What distinguishes Clockers from modern prestige drama is its refusal to lecture or position itself as corrective social instruction. The film trusts viewers to recognize the systemic failures that produce its world: the desperation that drives young men into drug dealing, the racial dynamics embedded in police work, the addictive economy that traps both users and sellers. These observations emerge organically from the narrative rather than being foregrounded as the film's moral mission.
The ensemble cast, predominantly Black actors in leading roles, reflects the authentic composition of the story's setting. This is casting that serves the material rather than performing diversity as a cultural statement. By contemporary standards, the film's social consciousness reads as understated, almost invisible. It belongs to an earlier moment in American cinema when depicting systemic inequality did not require the apparatus of modern progressive signaling.
Analysis generated by our Consciousness Algorithm
Critic Reviews
“A work of staggering intelligence and emotional force -- a mosaic of broken dreams.”
“As always, Lee fills his story with bold, vivid, glib characters who manage to be entertaining even as they flail at one another.”
“The film is more than a murder mystery and more than a study in character conflict.
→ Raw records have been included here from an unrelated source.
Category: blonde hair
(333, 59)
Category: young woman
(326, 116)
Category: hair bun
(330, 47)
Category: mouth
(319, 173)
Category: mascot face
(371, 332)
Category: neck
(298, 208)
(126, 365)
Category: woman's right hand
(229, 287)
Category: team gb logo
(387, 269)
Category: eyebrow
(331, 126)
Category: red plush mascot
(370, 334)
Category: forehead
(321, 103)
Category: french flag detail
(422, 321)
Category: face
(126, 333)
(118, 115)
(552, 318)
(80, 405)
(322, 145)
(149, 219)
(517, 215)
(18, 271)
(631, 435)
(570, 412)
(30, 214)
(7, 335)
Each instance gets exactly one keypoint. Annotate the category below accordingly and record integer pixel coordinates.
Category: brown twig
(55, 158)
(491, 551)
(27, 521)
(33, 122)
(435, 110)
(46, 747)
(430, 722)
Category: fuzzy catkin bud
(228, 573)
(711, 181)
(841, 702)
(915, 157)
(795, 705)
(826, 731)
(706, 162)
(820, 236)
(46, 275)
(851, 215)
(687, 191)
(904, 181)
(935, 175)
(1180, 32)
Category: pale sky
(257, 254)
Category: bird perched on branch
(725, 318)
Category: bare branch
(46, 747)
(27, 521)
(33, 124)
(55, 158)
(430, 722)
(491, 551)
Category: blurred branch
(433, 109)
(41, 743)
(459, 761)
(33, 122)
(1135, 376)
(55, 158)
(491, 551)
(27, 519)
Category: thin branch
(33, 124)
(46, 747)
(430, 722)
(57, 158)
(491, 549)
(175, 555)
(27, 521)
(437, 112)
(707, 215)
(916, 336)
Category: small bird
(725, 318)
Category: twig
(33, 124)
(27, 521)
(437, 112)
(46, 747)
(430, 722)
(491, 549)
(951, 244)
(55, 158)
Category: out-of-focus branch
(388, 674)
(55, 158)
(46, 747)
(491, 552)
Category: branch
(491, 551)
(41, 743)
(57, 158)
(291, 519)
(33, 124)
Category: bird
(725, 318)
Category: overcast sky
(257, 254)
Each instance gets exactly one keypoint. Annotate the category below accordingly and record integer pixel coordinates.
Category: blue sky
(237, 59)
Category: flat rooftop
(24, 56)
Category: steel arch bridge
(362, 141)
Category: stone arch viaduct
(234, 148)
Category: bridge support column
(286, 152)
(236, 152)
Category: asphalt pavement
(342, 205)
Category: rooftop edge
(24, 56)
At its best, it is an intense and complex portrait of an urban landscape on which the movies' gaze has not often fallen.”
“A study of the urban dope-dealing culture and its toll on everyone who comes in contact with it, the picture has an insider's feel that is constantly undercut by the filmmaker's impulse to editorialize.”
Consciousness Markers
The film features a predominantly Black cast in leading roles, though this reflects authentic casting for the urban Brooklyn setting rather than performative diversity initiatives.
No LGBTQ+ themes, characters, or representation evident in the film.
No feminist themes or agenda present in the narrative.
The film depicts racial dynamics in policing and urban life, but explores these through naturalistic storytelling rather than through frameworks of modern racial consciousness or social justice messaging.
No climate-related themes or messaging present in the film.
The film critiques the exploitative drug economy and shows its destructive effects on communities, but this emerges from crime drama realism rather than ideological anti-capitalist positioning.
No body positivity themes or messaging evident in the film.
No representation of or themes related to neurodivergence in the narrative.
The film does not attempt to revise or reinterpret historical events or narratives.
The film largely avoids preachy messaging, trusting viewers to understand its themes through narrative and character interaction, though there are occasional moments of expository dialogue.